Now, before I get ransacked with comments about the Catholic church, let me assure you that I am not bashing them. I, myself, attending Catholic church and school for most of my life. There are many great things about the Catholic faith. It wasn't actually until college I started to explore other churches and denominations. Woodland Hills Church just fit. I was being exposed to concepts I'd never thought about before. I knew Jesus died for my sins, thanks to my Catholic roots, but I didn't really understand what that meant for my life here and now. Things were being explained to me in a way that landed over here. My life and was changing and so was I - all for the better. Woodland Hills Church or other churches for that matter, don't "fit" for everyone. Sometimes the tradition of the Catholic church is exactly what a person needs. That person just isn't me.
It’s possible that coping with the loss of your child has led you down a path of bitterness and anger. But your loss wasn’t God’s fault. We live in a broken, imperfect world, and we are memebers of a fallen race. The residual fallout of that Fall continually appears around us in the form of sickness, sin, natural disaster, tragedy and death.

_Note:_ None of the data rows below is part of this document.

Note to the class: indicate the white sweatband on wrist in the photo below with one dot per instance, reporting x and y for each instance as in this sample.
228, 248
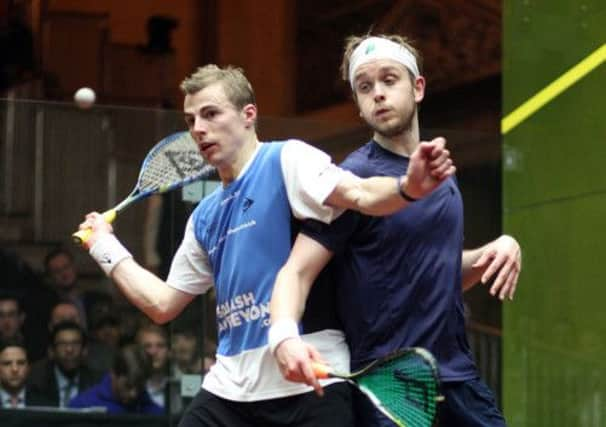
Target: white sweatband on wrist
281, 330
381, 48
108, 252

If, however, you make God the focus of your frustration, you not only fail to receive the comfort He can give, but you also are wasting emotional energy by aiming your anger at the wrong target.
As I shared yesterday, I did NOT let God's comfort in. I WAS down a path of bitterness and anger. I WAS blaming God! I didn't waste a lot of emotional energy by doing this. Once I had my "a-ha" moment though, the peace came flooding in...and so did the tears! :)
Talk with the Lord about the child you once had. Openly describe your bewilderment, and ask questions. Believe in His love’s willingness to embrace you in your pain – and even to understand your fears. But, dear friends, don’t blame Him. Trust Him.
We can talk freely with God about all our feelings, asking any questions our hearts want to ask. He knows our hearts and not only forgives our misunderstandings, but also as the one perfect, loving Father, He welcomes our coming to Him – even spilling our tears, our sorrow and our heartache. Bring it all into His presence. He not only will accept your heart cry, but He will also comfort you. His Holy Spirit wants to help you do that – and He’s the best comforter of all.